Les Israéliens estiment ne pas
devoir commenter les informations non officielles sur le projet Trump mais ils
ne les ont démenties. Les Palestiniens, qui avaient rejeté en septembre 2008
une proposition plus généreuse du premier ministre Ehud Olmert, seraient moins
enclins à accepter cette nouvelle mouture sauf à servir de base de discussions
pour réveiller un processus de paix moribond.

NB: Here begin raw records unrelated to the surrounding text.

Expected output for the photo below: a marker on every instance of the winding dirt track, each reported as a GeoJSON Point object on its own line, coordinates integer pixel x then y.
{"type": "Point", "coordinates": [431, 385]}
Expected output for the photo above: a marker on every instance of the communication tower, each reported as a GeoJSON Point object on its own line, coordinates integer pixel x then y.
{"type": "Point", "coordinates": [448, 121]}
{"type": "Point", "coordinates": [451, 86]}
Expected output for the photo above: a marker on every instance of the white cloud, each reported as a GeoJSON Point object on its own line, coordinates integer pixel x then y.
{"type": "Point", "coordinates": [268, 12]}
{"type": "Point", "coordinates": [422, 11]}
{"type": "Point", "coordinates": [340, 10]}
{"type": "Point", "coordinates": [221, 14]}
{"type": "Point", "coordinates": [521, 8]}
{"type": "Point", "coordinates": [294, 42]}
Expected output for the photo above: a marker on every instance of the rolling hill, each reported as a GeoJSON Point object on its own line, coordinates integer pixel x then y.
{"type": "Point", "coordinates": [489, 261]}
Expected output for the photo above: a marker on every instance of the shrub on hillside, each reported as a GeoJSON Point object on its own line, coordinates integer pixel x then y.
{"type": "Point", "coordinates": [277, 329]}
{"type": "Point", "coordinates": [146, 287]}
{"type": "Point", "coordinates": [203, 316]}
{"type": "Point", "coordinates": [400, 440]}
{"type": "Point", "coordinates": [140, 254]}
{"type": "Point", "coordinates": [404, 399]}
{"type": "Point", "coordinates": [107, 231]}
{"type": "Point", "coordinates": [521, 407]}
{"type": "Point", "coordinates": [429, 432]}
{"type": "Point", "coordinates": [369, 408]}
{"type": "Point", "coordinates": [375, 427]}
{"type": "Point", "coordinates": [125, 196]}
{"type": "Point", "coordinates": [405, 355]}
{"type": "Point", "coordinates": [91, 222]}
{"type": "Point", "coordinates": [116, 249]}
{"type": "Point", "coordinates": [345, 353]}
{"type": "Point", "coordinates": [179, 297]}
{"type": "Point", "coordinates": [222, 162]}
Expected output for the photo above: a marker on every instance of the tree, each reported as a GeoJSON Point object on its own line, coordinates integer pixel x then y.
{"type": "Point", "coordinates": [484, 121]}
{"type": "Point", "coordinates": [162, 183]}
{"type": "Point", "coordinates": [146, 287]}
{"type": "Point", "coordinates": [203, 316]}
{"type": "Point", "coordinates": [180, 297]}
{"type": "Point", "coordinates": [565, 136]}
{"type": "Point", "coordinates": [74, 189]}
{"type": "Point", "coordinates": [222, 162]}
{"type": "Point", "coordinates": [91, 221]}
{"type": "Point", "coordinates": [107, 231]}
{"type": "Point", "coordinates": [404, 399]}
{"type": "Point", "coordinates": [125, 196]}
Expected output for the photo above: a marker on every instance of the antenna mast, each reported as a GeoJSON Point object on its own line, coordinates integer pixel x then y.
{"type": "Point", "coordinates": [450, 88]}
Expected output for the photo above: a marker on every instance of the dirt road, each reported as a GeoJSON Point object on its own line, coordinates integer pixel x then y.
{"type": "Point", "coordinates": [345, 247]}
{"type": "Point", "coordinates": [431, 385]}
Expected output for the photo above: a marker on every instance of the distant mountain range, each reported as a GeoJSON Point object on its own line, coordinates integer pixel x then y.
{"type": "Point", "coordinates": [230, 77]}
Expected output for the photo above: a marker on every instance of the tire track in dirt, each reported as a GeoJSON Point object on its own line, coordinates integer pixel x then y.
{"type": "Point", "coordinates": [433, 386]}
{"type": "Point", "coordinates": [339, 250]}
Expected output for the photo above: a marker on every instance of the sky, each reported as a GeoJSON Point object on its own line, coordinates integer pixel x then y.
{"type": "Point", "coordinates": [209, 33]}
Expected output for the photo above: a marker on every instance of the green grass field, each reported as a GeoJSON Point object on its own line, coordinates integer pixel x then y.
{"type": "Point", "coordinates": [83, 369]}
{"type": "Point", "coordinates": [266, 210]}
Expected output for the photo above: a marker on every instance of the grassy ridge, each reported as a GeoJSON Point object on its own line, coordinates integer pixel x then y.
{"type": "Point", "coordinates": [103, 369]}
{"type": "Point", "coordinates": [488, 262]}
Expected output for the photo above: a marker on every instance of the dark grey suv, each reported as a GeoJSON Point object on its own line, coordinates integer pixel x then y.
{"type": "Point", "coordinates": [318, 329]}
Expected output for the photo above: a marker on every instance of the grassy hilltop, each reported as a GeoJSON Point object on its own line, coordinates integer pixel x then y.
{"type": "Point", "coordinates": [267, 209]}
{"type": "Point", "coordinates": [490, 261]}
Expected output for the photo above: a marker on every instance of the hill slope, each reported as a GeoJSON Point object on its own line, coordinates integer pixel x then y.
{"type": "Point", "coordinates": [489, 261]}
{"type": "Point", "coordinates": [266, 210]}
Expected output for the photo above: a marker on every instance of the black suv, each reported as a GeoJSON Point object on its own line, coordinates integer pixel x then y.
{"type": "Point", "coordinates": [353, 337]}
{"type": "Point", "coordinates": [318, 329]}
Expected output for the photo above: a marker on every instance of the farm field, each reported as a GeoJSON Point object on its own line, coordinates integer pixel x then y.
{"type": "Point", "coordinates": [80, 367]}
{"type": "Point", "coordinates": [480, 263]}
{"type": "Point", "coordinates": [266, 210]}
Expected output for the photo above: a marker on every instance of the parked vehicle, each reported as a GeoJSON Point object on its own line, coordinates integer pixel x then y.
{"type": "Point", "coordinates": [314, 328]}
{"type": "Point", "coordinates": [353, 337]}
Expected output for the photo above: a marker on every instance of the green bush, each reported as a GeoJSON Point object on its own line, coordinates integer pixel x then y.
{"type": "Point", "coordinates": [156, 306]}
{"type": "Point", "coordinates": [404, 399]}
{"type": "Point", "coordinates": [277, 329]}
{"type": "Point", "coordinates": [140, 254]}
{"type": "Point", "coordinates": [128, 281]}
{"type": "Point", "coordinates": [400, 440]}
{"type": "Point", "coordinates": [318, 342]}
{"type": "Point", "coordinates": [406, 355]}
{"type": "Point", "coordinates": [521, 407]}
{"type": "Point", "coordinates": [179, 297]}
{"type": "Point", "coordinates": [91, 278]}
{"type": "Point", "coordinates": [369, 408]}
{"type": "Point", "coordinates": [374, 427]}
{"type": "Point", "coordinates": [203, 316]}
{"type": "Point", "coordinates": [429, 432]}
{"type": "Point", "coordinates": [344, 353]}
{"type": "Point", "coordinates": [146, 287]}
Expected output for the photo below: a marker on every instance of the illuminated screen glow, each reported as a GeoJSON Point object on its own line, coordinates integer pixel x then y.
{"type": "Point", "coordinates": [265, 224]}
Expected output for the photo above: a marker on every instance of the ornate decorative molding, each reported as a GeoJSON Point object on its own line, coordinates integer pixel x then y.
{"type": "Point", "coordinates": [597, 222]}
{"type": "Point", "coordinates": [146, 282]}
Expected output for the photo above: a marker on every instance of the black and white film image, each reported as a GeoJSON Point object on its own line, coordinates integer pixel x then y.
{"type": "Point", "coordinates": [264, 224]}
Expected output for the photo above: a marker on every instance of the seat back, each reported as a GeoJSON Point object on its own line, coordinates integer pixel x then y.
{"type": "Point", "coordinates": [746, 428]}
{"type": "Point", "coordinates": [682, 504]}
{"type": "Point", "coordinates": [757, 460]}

Mais il est certain que Mahmoud
Abbas est à présent hors course bien qu’il ait «été proposé et unanimement
approuvé comme le président de l'État de Palestine», a affirmé son
conseiller, Nabil Chaath. De quel État parlent-ils puisque cette notion est contestée par Israël, les
Etats-Unis et les principaux pays de l'Union européenne sachant que la
Palestine ne dispose que d’un statut d’observateur non-membre à l'ONU.
Yasser Abed Rabbo |
A
la même réunion, le CNP a élu un nouveau comité exécutif, représentant en fait
le cabinet privé de Mahmoud Abbas et composé de quinze membres, au lieu de 18, pour
laisser trois places aux éventuels représentants du Hamas qui a boycotté la
réunion. Neuf des quinze membres du comité exécutif sont des nouveaux venus
mais Mahmoud Abbas a profité de la réunion pour écarter des rivaux potentiels
comme Yasser Abed Rabbo, un ancien proche et ministre de Yasser Arafat qui a travaillé à
plusieurs initiatives officieuses de paix, comme l'entente de 2003 de Genève
qui avait reçu la bénédiction d'Arafat. Son élimination du cercle du pouvoir
prouve que la grogne empire puisque des dirigeants historiques sont progressivement écartés,
signe du déclin irréversible de Mahmoud Abbas.
1 commentaire:
Je ne ferais pas l'injure d'imaginer que Mahmoud Abbas a commis malgré lui une faute politique en "se laissant aller" "par erreur" à un délire verbal antijuif. Certes Abbas pense ce qu'il dit et il s'est abstenu de l'évoquer publiquement le long de toute sa vie politique Au contraire Mahmoud Abbas -universitaire rodé à la dialectique sait employer les mots qui touchent le public et la presse occidentale quand il en ressent le besoin.
Mahmoud Abbas est un fin renard qui a respecté en fin de carrière le comportement d'un dirigeant palestinien qui entend se retirer en profitant en toute quiétude des prébendres escroquées à la communauté internationale consentante ,aux européens et aux palestiniens au cours de sa vie. Il s'est construit à millions de dollars un véritable chateau et nul ne doute qu'il dispose d'une fortune personnelle non acquise au labeur.
En étant 'forcé" de se retirer de la sorte il s'assure pour lui et sa famille de bons vieux jours heureux dans sa résidence de reve...sans que personne parmi sa population ne vienne poser les questions qui génent. Il a réussi l'exploit" -comme son mentor Arafat- d'apitoyer la communauté internationale sans jamais s'engager dans une paix exhaustive avec Israel -toujours coupable de "n'en faire jamais assez"qui lui aurait couté de disparaitre assassinné par ses "freres" musulmans.
Bref, Il a rempli son mandat... En l'attente du successeur assez malin pour s'en tirer aussi bien. En résumé pour ma part je ne pense pas pour lui à titre personnel à un déclin irréversible mais à un retrait irrévérencieux parfaitement calculé jusqu'à la victoire totale palestinienne dont il se considére comme le maillon d'une étape.